A CUSUM analysis of operative times and complications for a surgeon initiating robot assisted pyeloplasty - a predictable decrease in operative time is possible by case 30
Noah Stern, MD, Yilong Li, BSc, Peter Wang, MD, Sumit Dave, MD.
Western University, London, ON, Canada.
Introduction: The transition from laparoscopic and open surgery to robot assisted procedures in paediatric urology leads to an increase in operative times and added health care costs. Cumulative sum (CUSUM) analysis can be used to study inflection points to detect changes in operative timing and complication rates. This analysis can be used to define a procedure’s learning curve and to monitor for unacceptable complication rates when adopting a new approach. The objectives of this study are to investigate the learning curve of a single surgeon transitioning to robot assisted pyeloplasty (RAP) in the Canadian healthcare system.

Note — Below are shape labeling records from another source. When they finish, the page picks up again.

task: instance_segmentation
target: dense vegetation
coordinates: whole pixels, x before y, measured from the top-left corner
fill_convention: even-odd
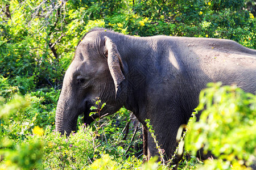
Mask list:
[[[155,163],[155,159],[142,165],[141,126],[132,124],[131,113],[124,108],[88,127],[80,117],[77,133],[68,138],[54,131],[65,70],[79,41],[95,27],[139,36],[228,39],[256,49],[253,0],[0,0],[0,169],[3,169],[167,168]],[[222,96],[226,100],[217,100],[214,107],[229,109],[220,111],[218,107],[209,105],[206,112],[213,113],[213,116],[220,112],[226,113],[225,120],[229,121],[221,122],[220,117],[216,119],[218,122],[208,120],[208,126],[220,124],[222,130],[210,135],[220,130],[214,129],[215,132],[206,132],[208,135],[201,138],[188,135],[188,141],[196,142],[195,146],[207,146],[216,155],[222,155],[221,159],[210,162],[212,168],[230,169],[231,164],[245,168],[256,155],[256,137],[251,131],[256,124],[255,96],[236,87],[212,85],[211,88],[212,95],[205,95],[207,99],[213,101]],[[218,95],[214,97],[217,99],[210,99],[212,92]],[[201,109],[212,103],[207,99],[203,100]],[[229,108],[234,104],[236,109]],[[205,125],[199,124],[191,128],[193,131],[200,131],[200,126]],[[237,124],[242,125],[241,129],[235,128]],[[224,143],[202,143],[198,140],[207,137],[216,141],[220,133],[226,137],[223,142],[230,142],[229,137],[236,133],[241,135],[239,141],[228,143],[230,146],[228,148],[222,147]],[[238,145],[232,147],[234,144]],[[188,155],[186,151],[179,169],[194,169],[202,164]]]

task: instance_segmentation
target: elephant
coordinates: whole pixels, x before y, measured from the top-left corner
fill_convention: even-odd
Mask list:
[[[96,97],[101,114],[131,110],[147,131],[150,121],[165,156],[172,157],[179,127],[187,124],[209,82],[256,91],[256,50],[224,39],[137,37],[104,28],[88,32],[67,69],[56,111],[56,130],[68,135],[84,114],[87,125]],[[145,152],[158,155],[150,134]]]

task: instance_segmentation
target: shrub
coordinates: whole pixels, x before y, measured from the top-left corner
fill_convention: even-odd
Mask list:
[[[221,85],[209,83],[201,92],[197,109],[202,113],[199,121],[189,121],[185,146],[193,155],[203,147],[217,157],[203,168],[241,168],[256,155],[256,96]]]

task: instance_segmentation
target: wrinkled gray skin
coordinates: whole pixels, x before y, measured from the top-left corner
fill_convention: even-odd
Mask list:
[[[179,127],[187,123],[209,82],[256,91],[256,50],[234,41],[156,36],[137,37],[98,29],[79,44],[65,75],[56,112],[56,129],[69,134],[96,97],[103,115],[121,107],[138,120],[150,119],[156,139],[170,158]],[[148,134],[148,157],[158,154]]]

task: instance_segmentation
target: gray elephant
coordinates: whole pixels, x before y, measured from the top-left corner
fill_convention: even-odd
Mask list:
[[[98,97],[106,103],[102,115],[125,106],[144,126],[150,120],[159,144],[171,158],[179,128],[187,123],[200,91],[212,82],[254,94],[256,50],[228,40],[92,30],[79,42],[65,73],[56,129],[69,134],[81,114],[86,124],[92,122],[90,108]],[[158,155],[153,139],[147,138],[148,156]]]

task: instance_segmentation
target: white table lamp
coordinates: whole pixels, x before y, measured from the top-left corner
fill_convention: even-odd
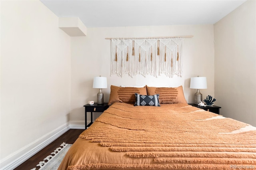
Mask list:
[[[199,89],[207,88],[206,77],[199,77],[199,75],[197,77],[191,77],[190,88],[197,89],[194,95],[194,103],[198,105],[200,103],[200,101],[202,101],[202,95],[200,93]]]
[[[100,91],[97,94],[98,104],[104,103],[104,94],[101,91],[101,89],[108,88],[107,77],[95,77],[93,79],[93,88],[100,89]]]

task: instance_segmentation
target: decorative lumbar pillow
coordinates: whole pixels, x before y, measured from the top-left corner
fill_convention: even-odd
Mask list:
[[[146,86],[143,87],[122,87],[114,85],[110,86],[110,94],[108,105],[115,102],[134,103],[135,102],[134,93],[147,95]]]
[[[138,93],[135,93],[135,103],[136,106],[160,106],[158,98],[159,95],[141,95]]]
[[[156,87],[146,85],[148,95],[159,94],[160,104],[187,103],[182,86],[178,87]]]

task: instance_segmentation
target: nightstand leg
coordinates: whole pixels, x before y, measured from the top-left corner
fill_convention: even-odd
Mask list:
[[[85,113],[84,113],[84,117],[85,119],[84,124],[85,124],[85,129],[87,128],[87,112],[86,111],[86,108],[85,107]]]

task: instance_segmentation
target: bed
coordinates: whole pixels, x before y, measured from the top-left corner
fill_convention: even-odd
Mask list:
[[[111,90],[59,170],[256,167],[256,128],[188,105],[182,86]]]

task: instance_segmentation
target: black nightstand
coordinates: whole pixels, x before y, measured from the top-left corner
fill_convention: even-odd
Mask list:
[[[107,103],[104,103],[103,104],[98,104],[94,103],[94,104],[90,105],[88,104],[84,106],[85,110],[85,129],[87,127],[90,127],[92,124],[92,112],[103,112],[105,110],[108,108]],[[91,123],[87,125],[87,112],[91,113]]]
[[[205,111],[209,111],[210,112],[212,112],[214,113],[216,113],[218,115],[220,115],[220,109],[221,108],[221,107],[215,106],[214,105],[213,105],[212,106],[200,106],[194,103],[188,104],[191,105],[191,106],[194,106],[195,107],[196,107],[198,108],[202,109]]]

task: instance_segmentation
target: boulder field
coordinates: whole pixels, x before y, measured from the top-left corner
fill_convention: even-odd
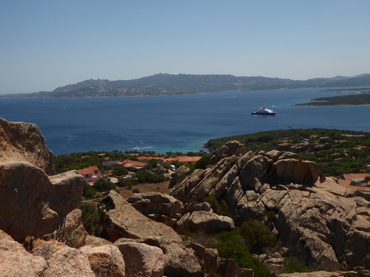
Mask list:
[[[38,128],[0,119],[0,147],[1,276],[253,276],[235,261],[220,259],[216,249],[183,241],[114,190],[88,202],[96,209],[105,239],[88,234],[78,209],[83,177],[73,170],[53,175],[53,156]],[[174,214],[168,206],[169,218],[196,210],[217,217],[209,205],[199,210],[172,200],[186,213]]]
[[[214,194],[228,203],[237,224],[262,219],[290,255],[308,266],[370,266],[369,202],[322,176],[314,163],[295,153],[233,154],[230,149],[243,148],[238,143],[215,151],[221,155],[213,155],[213,166],[196,170],[169,194],[184,203]],[[268,219],[268,212],[275,215]]]
[[[102,227],[104,238],[96,237],[78,210],[83,177],[73,170],[54,175],[38,128],[0,119],[0,276],[253,277],[253,271],[178,234],[234,228],[201,202],[213,194],[227,202],[236,224],[262,219],[284,253],[308,265],[369,267],[370,203],[324,178],[314,163],[289,152],[245,153],[237,141],[211,158],[206,170],[175,173],[169,195],[125,200],[111,190],[85,202]]]

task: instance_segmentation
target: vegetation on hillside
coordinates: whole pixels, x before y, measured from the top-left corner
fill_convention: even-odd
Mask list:
[[[322,173],[338,176],[359,173],[370,164],[370,133],[335,129],[289,129],[212,139],[211,151],[230,141],[238,141],[246,151],[278,150],[315,162]]]
[[[370,93],[319,97],[310,101],[309,103],[297,104],[295,106],[369,105]]]

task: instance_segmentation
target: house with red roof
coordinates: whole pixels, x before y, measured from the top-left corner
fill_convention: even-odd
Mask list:
[[[125,166],[130,171],[144,171],[152,170],[152,165],[150,163],[142,163],[137,161],[125,160],[122,162],[117,163],[118,165]]]
[[[78,174],[82,175],[86,182],[95,182],[102,178],[102,174],[96,165],[80,169]]]

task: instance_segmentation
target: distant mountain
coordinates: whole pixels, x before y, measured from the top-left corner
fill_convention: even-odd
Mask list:
[[[370,74],[337,76],[305,81],[265,77],[187,74],[157,74],[131,80],[87,80],[58,87],[53,92],[9,94],[8,97],[92,97],[194,94],[223,91],[283,89],[302,87],[356,87],[370,85]]]

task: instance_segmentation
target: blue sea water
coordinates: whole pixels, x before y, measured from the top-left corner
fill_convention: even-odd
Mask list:
[[[105,98],[0,99],[0,117],[37,124],[55,155],[198,151],[211,138],[288,128],[370,131],[370,106],[295,107],[340,95],[299,89]],[[343,92],[342,94],[351,92]],[[275,116],[250,114],[261,106]]]

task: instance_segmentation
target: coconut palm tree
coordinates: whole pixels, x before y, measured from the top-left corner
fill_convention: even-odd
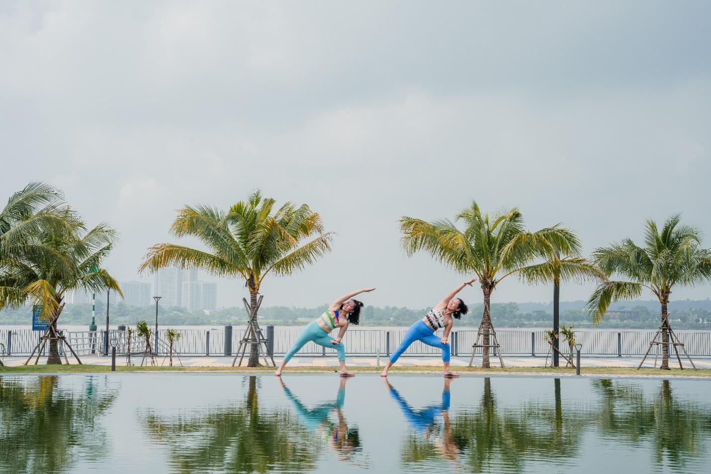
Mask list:
[[[711,282],[711,251],[701,248],[700,231],[681,224],[678,214],[669,218],[661,231],[656,222],[647,221],[643,246],[627,238],[598,248],[593,259],[606,277],[588,301],[593,322],[602,321],[611,302],[634,300],[643,290],[649,290],[661,306],[662,364],[659,368],[668,370],[669,295],[676,287]]]
[[[71,214],[63,199],[54,186],[38,181],[10,196],[0,211],[0,274],[7,271],[7,265],[14,261],[14,251],[28,238],[46,229],[66,226],[66,217]],[[20,306],[26,302],[23,292],[13,286],[0,285],[0,305]]]
[[[102,261],[108,256],[116,240],[116,231],[106,224],[87,230],[80,217],[68,206],[49,201],[41,212],[28,214],[32,202],[43,203],[53,195],[46,189],[33,188],[25,200],[25,211],[15,216],[14,225],[2,236],[0,258],[0,310],[17,307],[31,302],[39,305],[41,317],[49,322],[48,364],[61,364],[58,346],[57,322],[64,308],[67,292],[112,289],[122,295],[116,280],[105,269]],[[21,191],[21,194],[23,191]],[[14,195],[13,206],[21,199]],[[7,209],[7,208],[6,208]],[[44,213],[41,217],[37,214]],[[24,213],[24,214],[23,214]],[[20,221],[16,218],[19,216]],[[12,222],[11,220],[9,221]],[[21,231],[18,231],[18,228]],[[9,236],[11,238],[9,238]]]
[[[176,265],[241,278],[250,291],[250,317],[256,320],[257,296],[267,276],[292,275],[331,251],[332,234],[324,233],[321,216],[306,204],[275,204],[257,190],[226,212],[186,206],[178,211],[171,232],[196,237],[208,250],[159,243],[149,249],[139,271]],[[257,340],[252,340],[250,367],[259,364]]]
[[[556,225],[526,231],[518,208],[483,214],[473,201],[456,220],[464,222],[464,230],[447,219],[426,222],[403,216],[402,243],[408,255],[422,250],[460,273],[476,275],[483,293],[482,367],[489,367],[491,293],[502,280],[516,277],[538,284],[602,277],[594,265],[578,256],[580,241],[570,230]],[[560,258],[557,250],[571,256]]]
[[[182,337],[183,337],[183,334],[182,333],[178,332],[178,331],[175,330],[172,327],[169,327],[166,330],[166,340],[168,341],[168,344],[169,344],[169,351],[168,351],[169,356],[168,357],[169,357],[169,358],[170,359],[170,367],[173,367],[173,346]],[[178,356],[178,358],[179,358],[179,356]],[[163,362],[165,362],[165,359],[163,359]],[[181,365],[183,365],[182,362],[181,362]]]

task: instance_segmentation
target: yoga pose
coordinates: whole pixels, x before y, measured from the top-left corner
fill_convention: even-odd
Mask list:
[[[292,348],[284,356],[282,364],[279,366],[279,369],[277,369],[277,372],[274,374],[277,376],[281,376],[282,371],[284,370],[284,367],[287,365],[292,357],[294,357],[294,354],[298,352],[299,349],[303,347],[306,342],[316,342],[319,346],[325,347],[335,347],[336,350],[338,352],[338,364],[341,365],[341,374],[346,376],[353,375],[353,373],[346,370],[346,348],[343,347],[343,343],[341,340],[343,338],[343,335],[346,334],[346,330],[348,330],[349,323],[358,325],[360,322],[360,308],[363,307],[363,303],[356,300],[351,300],[351,298],[356,295],[369,293],[373,290],[375,288],[356,290],[348,295],[341,296],[332,302],[328,309],[321,317],[311,321],[309,323],[308,326],[304,328],[301,333],[299,335],[299,337],[296,338],[294,345],[292,346]],[[328,335],[336,327],[340,328],[338,330],[338,335],[333,339]]]
[[[360,451],[360,448],[358,428],[349,428],[341,411],[346,399],[346,382],[349,379],[348,377],[341,377],[341,385],[334,401],[319,404],[309,409],[292,393],[282,379],[279,379],[284,394],[294,405],[301,423],[309,430],[320,435],[331,448],[338,453],[339,457],[344,460],[349,459],[351,453]],[[336,413],[338,423],[334,423],[328,419],[332,411]]]
[[[461,298],[455,298],[454,297],[461,291],[464,286],[467,285],[471,286],[471,284],[475,281],[476,281],[476,278],[472,278],[456,287],[454,291],[445,296],[432,311],[424,315],[424,317],[410,327],[407,332],[405,333],[400,347],[390,356],[390,359],[385,364],[380,376],[387,376],[388,369],[402,355],[402,352],[405,352],[405,349],[415,341],[422,341],[428,346],[442,349],[442,362],[444,363],[444,376],[459,376],[458,374],[449,370],[449,344],[447,341],[454,325],[452,316],[459,319],[462,315],[466,315],[469,310]],[[441,327],[444,328],[444,335],[442,339],[439,339],[434,335],[434,332]]]

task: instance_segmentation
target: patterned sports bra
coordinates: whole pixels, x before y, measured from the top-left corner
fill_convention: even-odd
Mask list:
[[[333,317],[336,317],[335,319]],[[324,322],[331,330],[333,330],[338,327],[338,310],[330,311],[326,310],[321,315],[321,320]]]
[[[424,317],[430,327],[435,331],[440,327],[444,327],[444,310],[432,310]]]

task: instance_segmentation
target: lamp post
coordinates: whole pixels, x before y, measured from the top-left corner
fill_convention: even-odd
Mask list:
[[[161,296],[154,296],[153,299],[156,300],[156,336],[154,342],[154,351],[156,354],[158,354],[158,302],[160,301]]]
[[[114,334],[111,337],[111,372],[116,372],[116,346],[119,344],[119,338]]]
[[[109,291],[106,289],[106,332],[104,333],[104,355],[109,355]]]
[[[575,344],[575,351],[577,352],[575,359],[575,375],[580,375],[580,349],[582,349],[582,344],[578,342]]]

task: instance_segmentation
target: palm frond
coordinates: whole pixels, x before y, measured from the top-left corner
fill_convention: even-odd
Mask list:
[[[587,302],[594,324],[599,324],[613,301],[634,300],[642,294],[643,286],[633,281],[605,280],[597,285]]]

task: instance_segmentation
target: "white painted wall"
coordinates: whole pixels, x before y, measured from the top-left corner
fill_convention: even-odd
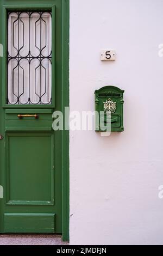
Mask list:
[[[71,245],[163,244],[162,14],[162,0],[70,0],[70,110],[126,91],[124,132],[70,132]]]

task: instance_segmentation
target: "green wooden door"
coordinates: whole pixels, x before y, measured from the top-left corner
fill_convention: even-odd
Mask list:
[[[61,233],[62,1],[1,0],[0,19],[0,232]]]

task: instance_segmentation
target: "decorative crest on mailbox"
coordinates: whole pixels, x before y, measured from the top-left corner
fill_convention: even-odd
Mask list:
[[[116,102],[114,102],[111,99],[108,99],[104,103],[104,110],[107,113],[110,112],[111,114],[115,112],[116,109]]]

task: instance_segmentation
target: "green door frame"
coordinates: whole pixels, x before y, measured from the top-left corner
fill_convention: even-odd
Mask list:
[[[62,1],[62,111],[69,106],[69,0]],[[62,132],[62,240],[69,240],[69,131]]]
[[[61,109],[69,106],[69,0],[62,1]],[[29,7],[29,6],[28,6]],[[2,42],[0,42],[0,43]],[[6,42],[3,42],[6,43]],[[5,45],[5,44],[4,44]],[[4,65],[3,65],[4,68]],[[2,70],[4,74],[4,70]],[[1,109],[0,109],[1,111]],[[69,240],[69,131],[62,131],[62,238]]]

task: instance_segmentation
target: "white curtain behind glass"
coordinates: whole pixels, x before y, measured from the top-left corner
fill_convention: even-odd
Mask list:
[[[9,14],[9,103],[51,103],[51,35],[49,13]]]

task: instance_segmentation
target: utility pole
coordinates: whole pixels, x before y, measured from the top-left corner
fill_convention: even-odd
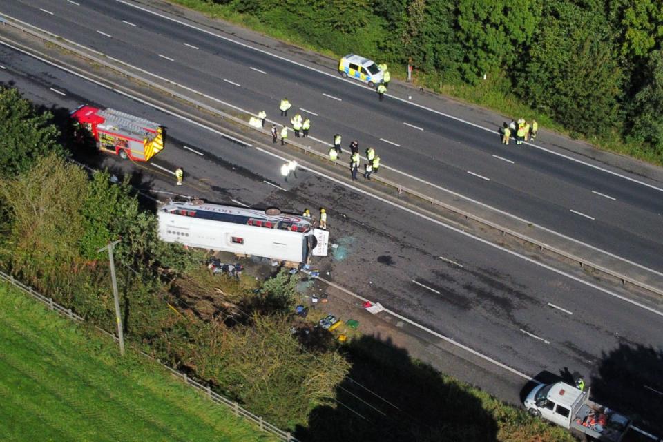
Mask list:
[[[124,335],[122,333],[122,317],[119,314],[119,296],[117,295],[117,280],[115,279],[115,261],[113,258],[113,248],[121,240],[109,242],[108,245],[102,247],[97,253],[108,249],[108,259],[110,260],[110,280],[113,282],[113,297],[115,300],[115,320],[117,323],[117,337],[119,338],[119,354],[124,356]]]

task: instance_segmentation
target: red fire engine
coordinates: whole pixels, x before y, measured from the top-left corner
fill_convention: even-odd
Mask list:
[[[102,151],[134,161],[147,161],[164,148],[163,128],[144,118],[113,109],[83,105],[72,110],[76,131],[86,128]]]

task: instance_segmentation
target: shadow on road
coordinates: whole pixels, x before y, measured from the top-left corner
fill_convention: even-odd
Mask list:
[[[413,363],[389,340],[369,336],[344,349],[352,368],[337,388],[335,408],[313,410],[301,441],[497,440],[497,425],[480,400]],[[361,385],[360,385],[361,384]]]
[[[663,434],[663,351],[620,345],[604,353],[591,380],[592,396],[635,420],[635,425]]]

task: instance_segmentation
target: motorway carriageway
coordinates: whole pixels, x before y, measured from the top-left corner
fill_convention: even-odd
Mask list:
[[[328,177],[305,170],[284,183],[278,176],[282,160],[249,154],[249,148],[210,137],[198,126],[6,47],[0,59],[0,81],[13,82],[37,102],[56,110],[88,102],[166,126],[171,144],[153,162],[162,169],[147,173],[157,183],[172,182],[164,170],[171,173],[177,164],[191,176],[185,189],[213,201],[295,212],[305,206],[333,208],[332,241],[345,256],[322,260],[323,276],[329,271],[329,278],[352,291],[517,371],[535,374],[570,367],[589,379],[604,352],[623,343],[660,348],[663,342],[660,312],[436,229],[421,217],[405,212],[393,216],[393,206],[340,182],[330,185]],[[496,366],[492,376],[506,376],[501,372]],[[513,400],[515,395],[512,384],[510,391],[497,392],[500,387],[490,382],[481,385],[494,378],[488,375],[482,381],[483,372],[452,374],[501,397]],[[642,389],[646,393],[645,385]]]
[[[497,128],[487,131],[393,97],[378,104],[372,90],[333,71],[211,36],[131,2],[77,3],[10,0],[1,12],[236,106],[265,108],[268,118],[277,119],[278,101],[287,96],[312,116],[315,137],[330,140],[338,132],[346,145],[357,138],[362,150],[374,146],[385,166],[397,164],[436,185],[663,269],[663,194],[655,183],[532,146],[506,147]]]

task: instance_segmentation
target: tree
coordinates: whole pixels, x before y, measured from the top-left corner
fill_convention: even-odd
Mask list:
[[[459,0],[458,39],[465,59],[465,78],[509,69],[529,46],[541,17],[540,0]]]
[[[569,2],[546,8],[515,90],[570,129],[606,133],[618,117],[622,81],[609,26],[602,15]]]
[[[50,112],[39,113],[16,89],[0,88],[0,175],[15,176],[49,153],[64,150]]]
[[[17,274],[48,285],[67,278],[83,233],[79,210],[87,175],[55,154],[39,158],[13,179],[0,181],[0,195],[12,214],[6,264]]]
[[[132,195],[129,177],[117,184],[110,178],[107,171],[95,172],[83,194],[84,232],[79,244],[81,255],[88,259],[99,258],[97,251],[123,235],[138,215],[138,200]]]
[[[630,130],[634,141],[646,142],[663,153],[663,51],[651,53],[645,70],[647,82],[628,105]]]
[[[618,32],[619,52],[627,59],[648,57],[663,41],[663,3],[657,0],[611,0],[608,8]]]

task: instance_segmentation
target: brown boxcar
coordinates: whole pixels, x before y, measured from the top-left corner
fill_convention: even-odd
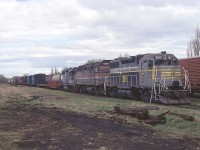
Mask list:
[[[188,71],[192,92],[200,91],[200,57],[179,59],[179,63]]]
[[[76,91],[103,94],[105,77],[109,73],[110,60],[79,66],[74,77]]]

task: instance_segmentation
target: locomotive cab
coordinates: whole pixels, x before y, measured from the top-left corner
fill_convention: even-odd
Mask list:
[[[139,61],[139,82],[142,99],[165,104],[190,103],[190,84],[181,74],[178,59],[173,54],[146,54]],[[181,76],[185,80],[181,80]]]

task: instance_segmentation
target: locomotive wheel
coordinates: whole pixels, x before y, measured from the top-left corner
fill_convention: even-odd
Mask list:
[[[141,100],[149,102],[151,98],[151,92],[149,90],[143,90],[141,93]]]

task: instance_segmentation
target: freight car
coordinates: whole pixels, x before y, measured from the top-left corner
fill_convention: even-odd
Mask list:
[[[143,54],[110,62],[105,90],[111,96],[129,96],[165,104],[190,103],[190,84],[172,54]]]
[[[110,73],[110,60],[79,66],[74,75],[75,92],[103,95],[105,77]]]
[[[61,74],[57,73],[51,75],[47,87],[50,89],[62,89]]]
[[[180,59],[179,63],[182,73],[188,73],[192,93],[200,92],[200,57]]]
[[[13,78],[13,83],[18,84],[18,81],[18,77]],[[25,81],[31,86],[42,84],[51,89],[64,88],[67,91],[129,97],[147,102],[190,103],[188,73],[173,54],[166,52],[64,68],[61,74],[36,74],[28,76]]]
[[[76,73],[76,69],[77,68],[74,67],[74,68],[64,68],[62,70],[61,81],[64,90],[75,92],[74,76]]]

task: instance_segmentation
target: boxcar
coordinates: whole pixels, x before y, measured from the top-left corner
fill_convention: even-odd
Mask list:
[[[51,79],[48,81],[48,88],[50,89],[61,89],[61,74],[57,73],[51,76]]]
[[[183,67],[182,72],[188,72],[192,93],[200,92],[200,57],[179,59],[179,63]]]
[[[35,74],[32,76],[32,84],[33,86],[38,86],[38,87],[42,87],[46,84],[45,81],[45,74]]]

Methods: Demographic and surgical data from 50 consecutive RAP performed between 2013 and 2019 were prospectively collected. Operative time was recorded by an independent operative room personnel. The CUSUM of RAP operative times (CUSUMOT) was plotted against the number of operations (CUSUMOT . The mean operative time (OT) from each phase of CUSUMOT were compared using one-way analysis of variance (ANOVA) and post-hoc Tukey test on SPSS 26. Non-risk-adjusted cumulative observed minus expected failure chart with 80% (alert) and 95% (alarm) boundary lines was constructed using 5% acceptable and 10% unacceptable complication rates.
Results: The mean OT for RAP was 157.1 ± 39.4 min for all 50 cases. One-way ANOVA analysis showed that the 3 phases of the learning curve had significantly different mean OT (p < 0.001). Post-hoc Tukey test showed that the mean OT of Phase 1 (207.3 ± 34.7 min, the initial 12 cases), Phase 2 (161 ± 17.5 min, the middle 16 cases), and Phase 3 (127 ± 19.3 min, the last 22 cases) were all significantly different (p < 0.001) [Fig. 1]. The complication rate for RAP stabilized around the acceptable level of 5% up to case 41 before it finalized at 8% overall [Fig. 2].
Conclusion: CUSUM analysis can be used to monitor surgeon progression along the learning curve, and safety when adopting a new approach. In our study, OT showed an inflection point by case 12, and another at case 28. We propose that by case 30 a surgeon transitioning to RAP can achieve a significant decrease in OT. Complication rates remained within acceptable limits throughout, indicating that RAP can be safely adopted, even at low volume centers (8-10 RAP/year). Future studies can work to establish reference values against which surgeons can monitor competence.